And when I needed kindness, the world was awfully kind to me. I would get more work, people would read my writing, strangers would be oddly helpful, almost as if some memo were sent out: careful, his heart will break soon. And it did. It always did. I wish I would’ve gotten the memo first. Yesterday, I was at the coffee shop. I ordered my coffee. Beside the cup, on the saucer, came a doughnut hole. They do not serve them with coffee; I wonder what’s special about today? I questioned silently. Then, the memo occurred to me. For a second, I became sad. I was not used to it. Even the smallest acts of kindness scared me. What do they know? What do they know that they won’t tell me?
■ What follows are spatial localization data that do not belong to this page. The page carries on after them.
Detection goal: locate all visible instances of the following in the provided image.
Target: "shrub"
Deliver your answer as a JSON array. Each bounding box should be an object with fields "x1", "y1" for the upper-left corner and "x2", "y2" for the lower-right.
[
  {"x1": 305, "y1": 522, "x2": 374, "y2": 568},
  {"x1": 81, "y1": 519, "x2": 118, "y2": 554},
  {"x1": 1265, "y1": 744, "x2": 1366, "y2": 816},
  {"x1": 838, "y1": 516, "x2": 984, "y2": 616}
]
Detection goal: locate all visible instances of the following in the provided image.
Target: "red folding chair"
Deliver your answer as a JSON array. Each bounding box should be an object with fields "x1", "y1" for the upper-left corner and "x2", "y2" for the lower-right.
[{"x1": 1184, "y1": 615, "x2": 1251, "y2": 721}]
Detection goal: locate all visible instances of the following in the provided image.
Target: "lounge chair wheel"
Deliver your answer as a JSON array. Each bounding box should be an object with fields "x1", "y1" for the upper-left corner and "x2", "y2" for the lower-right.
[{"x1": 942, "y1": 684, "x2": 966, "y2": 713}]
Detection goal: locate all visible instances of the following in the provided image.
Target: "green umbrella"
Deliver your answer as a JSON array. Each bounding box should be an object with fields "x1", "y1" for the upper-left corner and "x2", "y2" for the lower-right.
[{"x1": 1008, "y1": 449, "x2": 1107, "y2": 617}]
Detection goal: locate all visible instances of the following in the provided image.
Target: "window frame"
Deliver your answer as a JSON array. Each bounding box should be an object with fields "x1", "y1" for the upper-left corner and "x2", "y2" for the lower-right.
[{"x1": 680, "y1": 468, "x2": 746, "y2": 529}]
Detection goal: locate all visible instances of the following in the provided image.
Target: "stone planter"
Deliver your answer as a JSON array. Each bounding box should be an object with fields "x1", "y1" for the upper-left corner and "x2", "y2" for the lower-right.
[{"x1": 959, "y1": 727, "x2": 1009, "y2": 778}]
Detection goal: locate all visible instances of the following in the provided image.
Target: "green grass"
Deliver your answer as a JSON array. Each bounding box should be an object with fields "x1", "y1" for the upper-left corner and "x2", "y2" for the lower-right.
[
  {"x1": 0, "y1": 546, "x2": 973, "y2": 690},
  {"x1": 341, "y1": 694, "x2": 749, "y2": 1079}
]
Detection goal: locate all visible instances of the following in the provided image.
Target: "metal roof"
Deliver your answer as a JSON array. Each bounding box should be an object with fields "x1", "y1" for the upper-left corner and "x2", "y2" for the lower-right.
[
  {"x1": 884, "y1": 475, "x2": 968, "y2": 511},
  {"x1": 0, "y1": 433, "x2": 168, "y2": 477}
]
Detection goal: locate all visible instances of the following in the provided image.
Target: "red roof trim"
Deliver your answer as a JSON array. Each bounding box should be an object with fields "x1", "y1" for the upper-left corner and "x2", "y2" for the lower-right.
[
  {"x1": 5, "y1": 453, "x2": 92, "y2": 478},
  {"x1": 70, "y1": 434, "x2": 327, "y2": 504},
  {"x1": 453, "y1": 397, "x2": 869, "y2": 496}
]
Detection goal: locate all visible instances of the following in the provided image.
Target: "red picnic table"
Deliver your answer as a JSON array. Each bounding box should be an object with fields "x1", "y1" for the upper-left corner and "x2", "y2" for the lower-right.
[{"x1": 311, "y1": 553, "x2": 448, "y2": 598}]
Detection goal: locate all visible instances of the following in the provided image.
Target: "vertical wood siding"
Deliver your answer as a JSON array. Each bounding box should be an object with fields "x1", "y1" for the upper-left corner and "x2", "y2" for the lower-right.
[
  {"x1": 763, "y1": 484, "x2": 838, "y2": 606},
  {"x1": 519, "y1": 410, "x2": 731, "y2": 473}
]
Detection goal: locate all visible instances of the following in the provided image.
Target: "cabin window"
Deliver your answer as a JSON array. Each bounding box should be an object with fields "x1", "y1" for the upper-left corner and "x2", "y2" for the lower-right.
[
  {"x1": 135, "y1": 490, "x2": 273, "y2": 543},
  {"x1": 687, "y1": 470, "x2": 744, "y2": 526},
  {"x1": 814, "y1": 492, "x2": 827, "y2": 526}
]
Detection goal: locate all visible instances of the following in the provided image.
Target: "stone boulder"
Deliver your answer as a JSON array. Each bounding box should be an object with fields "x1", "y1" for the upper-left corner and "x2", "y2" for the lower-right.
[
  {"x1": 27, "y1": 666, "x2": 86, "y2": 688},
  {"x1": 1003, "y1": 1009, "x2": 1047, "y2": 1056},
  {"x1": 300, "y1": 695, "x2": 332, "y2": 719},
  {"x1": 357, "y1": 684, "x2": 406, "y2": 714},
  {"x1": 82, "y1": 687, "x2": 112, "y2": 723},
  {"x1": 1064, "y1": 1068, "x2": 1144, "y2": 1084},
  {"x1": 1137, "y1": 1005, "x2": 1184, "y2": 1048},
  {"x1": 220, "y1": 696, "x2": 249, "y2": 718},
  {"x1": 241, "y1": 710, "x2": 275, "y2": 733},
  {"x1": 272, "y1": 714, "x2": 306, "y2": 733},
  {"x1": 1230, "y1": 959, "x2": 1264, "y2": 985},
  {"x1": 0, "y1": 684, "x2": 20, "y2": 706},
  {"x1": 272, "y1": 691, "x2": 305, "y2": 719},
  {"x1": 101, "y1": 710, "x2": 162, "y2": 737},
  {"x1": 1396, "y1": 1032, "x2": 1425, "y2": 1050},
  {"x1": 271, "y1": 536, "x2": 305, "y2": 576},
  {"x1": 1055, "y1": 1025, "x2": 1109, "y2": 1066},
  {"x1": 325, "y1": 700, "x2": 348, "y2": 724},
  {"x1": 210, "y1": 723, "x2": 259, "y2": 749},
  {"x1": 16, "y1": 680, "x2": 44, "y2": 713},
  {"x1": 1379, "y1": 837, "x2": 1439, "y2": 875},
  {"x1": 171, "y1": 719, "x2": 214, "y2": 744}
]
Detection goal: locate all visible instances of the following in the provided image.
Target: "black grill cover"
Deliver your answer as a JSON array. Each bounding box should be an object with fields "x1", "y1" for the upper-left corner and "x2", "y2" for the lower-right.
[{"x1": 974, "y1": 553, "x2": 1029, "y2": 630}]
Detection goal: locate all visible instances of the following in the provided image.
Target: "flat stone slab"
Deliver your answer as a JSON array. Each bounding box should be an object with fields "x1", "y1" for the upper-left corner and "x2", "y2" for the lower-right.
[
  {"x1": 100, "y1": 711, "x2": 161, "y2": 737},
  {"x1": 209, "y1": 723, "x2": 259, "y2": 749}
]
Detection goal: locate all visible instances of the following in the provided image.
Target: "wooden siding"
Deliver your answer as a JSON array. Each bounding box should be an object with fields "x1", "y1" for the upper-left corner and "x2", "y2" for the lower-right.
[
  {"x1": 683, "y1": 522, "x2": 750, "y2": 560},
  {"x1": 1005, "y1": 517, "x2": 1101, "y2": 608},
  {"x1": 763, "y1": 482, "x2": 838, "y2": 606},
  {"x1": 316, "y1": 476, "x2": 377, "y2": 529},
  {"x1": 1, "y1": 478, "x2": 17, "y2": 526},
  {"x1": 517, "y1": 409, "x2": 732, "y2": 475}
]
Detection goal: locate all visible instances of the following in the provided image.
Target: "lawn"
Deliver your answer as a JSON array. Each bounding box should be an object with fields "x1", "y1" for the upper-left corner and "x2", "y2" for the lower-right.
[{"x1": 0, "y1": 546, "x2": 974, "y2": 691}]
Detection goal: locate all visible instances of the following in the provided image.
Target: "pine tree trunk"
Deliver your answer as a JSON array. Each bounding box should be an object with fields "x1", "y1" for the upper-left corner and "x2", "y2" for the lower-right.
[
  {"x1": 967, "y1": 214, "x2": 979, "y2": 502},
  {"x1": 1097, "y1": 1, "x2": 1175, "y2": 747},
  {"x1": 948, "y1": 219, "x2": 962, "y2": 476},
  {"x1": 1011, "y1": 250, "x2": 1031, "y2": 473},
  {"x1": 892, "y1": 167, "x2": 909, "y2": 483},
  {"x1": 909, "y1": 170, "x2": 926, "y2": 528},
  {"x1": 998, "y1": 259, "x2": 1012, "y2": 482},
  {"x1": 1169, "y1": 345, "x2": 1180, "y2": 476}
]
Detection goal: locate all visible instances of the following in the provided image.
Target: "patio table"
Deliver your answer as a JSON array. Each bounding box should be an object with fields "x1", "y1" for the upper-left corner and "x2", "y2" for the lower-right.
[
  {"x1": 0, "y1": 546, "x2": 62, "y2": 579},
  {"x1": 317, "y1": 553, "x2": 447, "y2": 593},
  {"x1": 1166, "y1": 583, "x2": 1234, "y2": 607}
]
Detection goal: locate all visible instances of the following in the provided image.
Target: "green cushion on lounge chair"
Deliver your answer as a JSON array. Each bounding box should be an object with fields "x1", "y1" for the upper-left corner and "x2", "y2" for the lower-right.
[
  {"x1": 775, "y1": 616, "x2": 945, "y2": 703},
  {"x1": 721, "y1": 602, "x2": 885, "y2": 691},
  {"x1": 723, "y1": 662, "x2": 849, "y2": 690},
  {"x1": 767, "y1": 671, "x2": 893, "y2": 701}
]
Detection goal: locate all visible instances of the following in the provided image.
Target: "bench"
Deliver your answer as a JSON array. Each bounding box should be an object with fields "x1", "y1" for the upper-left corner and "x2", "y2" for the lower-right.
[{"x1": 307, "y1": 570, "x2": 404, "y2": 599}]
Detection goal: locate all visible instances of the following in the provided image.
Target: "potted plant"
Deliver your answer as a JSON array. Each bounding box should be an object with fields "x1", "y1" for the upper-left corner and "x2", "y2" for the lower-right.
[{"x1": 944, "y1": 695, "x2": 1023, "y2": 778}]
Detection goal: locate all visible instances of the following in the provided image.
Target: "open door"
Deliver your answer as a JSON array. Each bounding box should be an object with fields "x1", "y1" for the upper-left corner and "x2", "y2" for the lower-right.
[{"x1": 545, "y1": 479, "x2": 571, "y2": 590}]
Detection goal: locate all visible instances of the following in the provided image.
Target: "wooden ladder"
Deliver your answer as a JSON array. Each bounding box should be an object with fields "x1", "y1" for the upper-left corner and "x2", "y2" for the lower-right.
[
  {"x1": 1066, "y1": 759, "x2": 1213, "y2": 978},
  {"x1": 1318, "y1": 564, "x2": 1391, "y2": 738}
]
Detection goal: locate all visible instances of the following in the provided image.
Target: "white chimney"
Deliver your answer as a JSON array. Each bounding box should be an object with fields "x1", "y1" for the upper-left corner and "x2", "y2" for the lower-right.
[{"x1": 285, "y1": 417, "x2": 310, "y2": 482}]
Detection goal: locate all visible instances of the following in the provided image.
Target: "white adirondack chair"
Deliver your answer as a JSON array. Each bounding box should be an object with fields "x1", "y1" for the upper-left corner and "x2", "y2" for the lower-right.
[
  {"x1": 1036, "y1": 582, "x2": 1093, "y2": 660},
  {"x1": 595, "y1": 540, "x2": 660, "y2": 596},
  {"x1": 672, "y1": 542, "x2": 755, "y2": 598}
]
Perhaps, this was the damage that many told me about. We must fight the damage. It was not enough to be kind. We had to let it happen to us until it felt like it was how the world worked—even if it did not, especially if it did not. To be kind was a decision; to accept kindness was a rebellion. We had to take up arms against the damage. We had to pull it out like a weed in the garden. We must go out into the rapids of every day, and learn to tame the waves, learn to come out on top, and even if we go under, we must remember there is no other joy as delightful as being washed over by goodness—to believe that it exists without a reason to do so. Most good things in the world exist this way. Most people are kind in this way.
There is hope yet for this world if when someone offers in earnest to make you coffee, instead of creating a mess, a raucous ruckus of “there’s no need”, and “you don’t have to”, and “no, no, I just had coffee”, you say, “yes, thank you so, I could use a cup if I’m being honest. I am glad I am in here with you; I am so glad we know each other. Isn’t the weather just lovely today? It’s so cold. I would not want to be anywhere else today. Thank you for letting me in.”
The secret to saving the world was accepting a cup of coffee without retaliation. Most rebellions happened this way—in silent agreements. “I love that you are in my life.” “Thank you, I feel the same way. I am glad I was here when you were here, too.”
If we can do this, there is hope yet for everything.